FIG. 6 shows another embodiment. In this embodiment, in the high temperature regenerator 1, a pumping pipe 14 extends upward from the top of a heating tank 11, and a medium-concentration absorbent separating column 12 is provided on the outer periphery of the pumping pipe 14. The refrigerant cooler-integrated refrigerant liquid sprinkler of the present invention can be applied to this type of absorption refrigeration system.

[Brief description of the drawings]

FIG. 1 is a conceptual diagram of an air conditioner using an absorption refrigeration system.

FIG. 2 is a perspective view of a refrigerant cooler and a refrigerant liquid sprinkler.

FIG. 3 is a cross-sectional view of a refrigerant cooler and a refrigerant liquid sprinkler.

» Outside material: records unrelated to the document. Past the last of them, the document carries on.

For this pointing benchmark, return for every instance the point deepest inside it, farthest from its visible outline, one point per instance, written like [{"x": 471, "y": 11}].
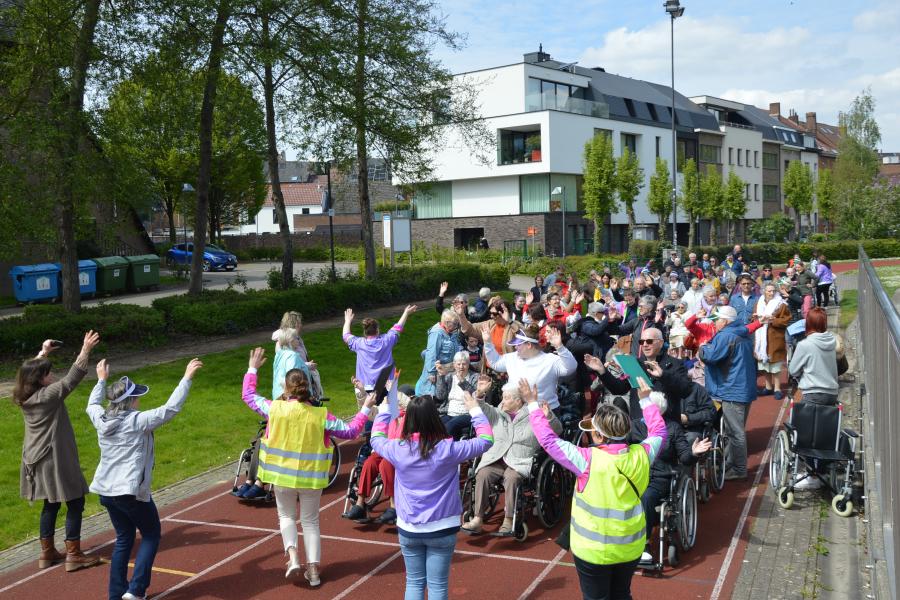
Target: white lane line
[
  {"x": 732, "y": 548},
  {"x": 542, "y": 575},
  {"x": 369, "y": 575},
  {"x": 216, "y": 566}
]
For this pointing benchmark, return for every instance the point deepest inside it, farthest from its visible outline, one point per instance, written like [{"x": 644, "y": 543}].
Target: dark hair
[
  {"x": 370, "y": 327},
  {"x": 422, "y": 418},
  {"x": 296, "y": 385},
  {"x": 816, "y": 320},
  {"x": 29, "y": 378}
]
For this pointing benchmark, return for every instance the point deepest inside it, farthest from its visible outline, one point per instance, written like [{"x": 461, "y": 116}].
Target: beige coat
[{"x": 50, "y": 468}]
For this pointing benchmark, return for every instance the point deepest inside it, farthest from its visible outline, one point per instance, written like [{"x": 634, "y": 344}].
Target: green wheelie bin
[
  {"x": 143, "y": 272},
  {"x": 112, "y": 274}
]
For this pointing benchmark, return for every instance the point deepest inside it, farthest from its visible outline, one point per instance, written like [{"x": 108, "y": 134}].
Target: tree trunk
[
  {"x": 284, "y": 229},
  {"x": 207, "y": 114},
  {"x": 359, "y": 93},
  {"x": 74, "y": 126}
]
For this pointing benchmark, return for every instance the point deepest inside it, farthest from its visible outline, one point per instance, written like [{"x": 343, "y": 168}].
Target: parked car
[{"x": 214, "y": 258}]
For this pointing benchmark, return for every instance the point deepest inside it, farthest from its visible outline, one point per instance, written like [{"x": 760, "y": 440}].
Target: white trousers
[{"x": 286, "y": 499}]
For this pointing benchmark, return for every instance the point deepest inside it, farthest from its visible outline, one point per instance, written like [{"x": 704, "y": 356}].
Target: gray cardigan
[
  {"x": 126, "y": 443},
  {"x": 514, "y": 440}
]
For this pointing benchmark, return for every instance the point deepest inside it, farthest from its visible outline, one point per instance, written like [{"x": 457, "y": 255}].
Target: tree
[
  {"x": 712, "y": 194},
  {"x": 825, "y": 200},
  {"x": 659, "y": 200},
  {"x": 734, "y": 205},
  {"x": 381, "y": 91},
  {"x": 690, "y": 200},
  {"x": 599, "y": 184},
  {"x": 629, "y": 181},
  {"x": 798, "y": 190}
]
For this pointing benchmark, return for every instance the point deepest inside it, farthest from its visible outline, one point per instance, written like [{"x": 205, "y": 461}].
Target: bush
[
  {"x": 120, "y": 325},
  {"x": 221, "y": 312}
]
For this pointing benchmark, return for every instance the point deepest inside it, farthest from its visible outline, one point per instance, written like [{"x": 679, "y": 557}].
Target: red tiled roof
[{"x": 299, "y": 194}]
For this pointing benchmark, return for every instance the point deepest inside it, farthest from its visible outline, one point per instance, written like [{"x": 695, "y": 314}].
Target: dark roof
[{"x": 640, "y": 101}]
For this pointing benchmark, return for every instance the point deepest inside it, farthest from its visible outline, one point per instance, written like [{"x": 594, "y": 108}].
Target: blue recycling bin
[
  {"x": 33, "y": 283},
  {"x": 87, "y": 277}
]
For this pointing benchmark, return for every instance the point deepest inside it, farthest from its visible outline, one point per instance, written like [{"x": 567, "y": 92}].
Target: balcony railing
[{"x": 578, "y": 106}]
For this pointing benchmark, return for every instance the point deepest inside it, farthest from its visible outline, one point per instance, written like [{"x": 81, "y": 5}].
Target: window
[
  {"x": 519, "y": 147},
  {"x": 711, "y": 154}
]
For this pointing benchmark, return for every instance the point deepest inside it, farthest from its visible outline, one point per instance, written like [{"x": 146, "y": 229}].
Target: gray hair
[
  {"x": 287, "y": 336},
  {"x": 113, "y": 391}
]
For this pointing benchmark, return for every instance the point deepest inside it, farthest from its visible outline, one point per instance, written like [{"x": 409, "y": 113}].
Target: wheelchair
[
  {"x": 678, "y": 520},
  {"x": 813, "y": 438},
  {"x": 542, "y": 493}
]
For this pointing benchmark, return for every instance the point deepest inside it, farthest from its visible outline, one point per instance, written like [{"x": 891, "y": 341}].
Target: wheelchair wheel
[
  {"x": 551, "y": 494},
  {"x": 687, "y": 514},
  {"x": 842, "y": 506},
  {"x": 335, "y": 467},
  {"x": 717, "y": 463},
  {"x": 778, "y": 461}
]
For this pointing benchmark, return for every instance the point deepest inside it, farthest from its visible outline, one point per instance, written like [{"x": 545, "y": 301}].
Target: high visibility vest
[
  {"x": 294, "y": 454},
  {"x": 607, "y": 519}
]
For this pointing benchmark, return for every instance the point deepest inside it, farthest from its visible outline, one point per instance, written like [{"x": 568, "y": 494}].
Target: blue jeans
[
  {"x": 128, "y": 514},
  {"x": 427, "y": 561}
]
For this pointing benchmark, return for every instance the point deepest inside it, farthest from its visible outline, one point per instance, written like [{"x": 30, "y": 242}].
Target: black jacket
[{"x": 674, "y": 383}]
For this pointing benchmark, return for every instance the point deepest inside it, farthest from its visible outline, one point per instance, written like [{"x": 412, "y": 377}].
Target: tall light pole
[
  {"x": 675, "y": 10},
  {"x": 562, "y": 206}
]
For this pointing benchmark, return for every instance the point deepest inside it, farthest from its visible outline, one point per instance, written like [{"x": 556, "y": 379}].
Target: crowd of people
[{"x": 496, "y": 385}]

FIG. 4 is an assembly diagram of a refrigerant cooler and a refrigerant liquid sprinkler.

FIG. 5 is a perspective view of a refrigerant cooler and a refrigerant liquid spraying device according to another embodiment.

FIG. 6 is a conceptual diagram of a cooling / heating apparatus using an absorption refrigeration apparatus according to another embodiment.

[Explanation of symbols]

 1 High Temperature Regenerator 2 Low Temperature Regenerator 3 Absorber 4 Evaporator 5 Condenser 6 Refrigerant Cooler 7 Refrigerant Liquid Disperser 31 Cooling Coil 41 Evaporation Coil 51 Cooling Coil 52 Refrigerant Liquid Receptor 54 Refrigerant Solenoid Valve 61 Bottom Plate 62 Lid 70 Toroidal container 72 Outer peripheral edge 74 Bottom plate 77 Inner peripheral edge 100 Absorption type refrigerating device 200 Indoor unit 300 Control device L5 Refrigerant liquid flow path L6 Steady refrigerant liquid flow path L7 Temporary refrigerant liquid flow path

Claims (5)

[Claims] 1. A refrigerant which is heated in a regenerator to separate a low-concentration absorbent into a high-concentration absorbent and a refrigerant, a condenser promotes liquefaction of the refrigerant separated in the regenerator, and a liquefied refrigerant in an evaporator. In the absorption type refrigerating device that cools the cold and hot water by evaporating the refrigerant liquid, absorbs the refrigerant in the high-concentration absorption liquid in the absorber, and absorbs the refrigerant vapor to reduce the concentration of the absorption liquid to the regenerator. And wherein the evaporator is installed below the refrigerant cooler to which the refrigerant liquid is supplied from the condenser through the refrigerant liquid flow path, and the refrigerant liquid is sprinkled on the surface of the evaporator. An evaporation coil through which the hot and cold water flows, a refrigerant liquid spraying device that is installed in the middle of the refrigerant cooler and the evaporation coil, and sprays the refrigerant liquid flowing down from the refrigerant cooler to the upper end of the evaporation coil. In absorption refrigeration equipment equipped with Absorption refrigerating apparatus, characterized in that integrally formed with the coolant liquid sprayed member to the lower of the refrigerant cooler. 2. The absorption refrigerating device according to claim 1, wherein the refrigerant cooler has an annular tubular shape, and the refrigerant liquid spraying tool has an annular dish shape. 3. The refrigerant cooler according to claim 2,
An absorption type refrigerating apparatus, characterized in that an annular lid-like bottom plate is joined to an annular lid-like lid to form an annular cylinder. 4. The annular dish-shaped container according to claim 3, wherein the refrigerant liquid spraying device is arranged below the bottom plate and has an outer peripheral edge or an inner peripheral edge joined to the outer peripheral edge or the inner peripheral edge of the bottom plate. An absorption type refrigeration system comprising: 5. The condenser according to claim 1, wherein the condenser includes a cooling coil through which cooling water flows, and a refrigerant liquid receiver installed below the cooling coil, wherein the refrigerant liquid flow path includes the refrigerant. Absorption characterized in that it consists of a steady refrigerant liquid flow path connecting the liquid receiver and the refrigerant cooler, and a temporary refrigerant liquid flow path with a refrigerant solenoid valve connecting the bottom of the condenser and the refrigerant cooler. Freezer.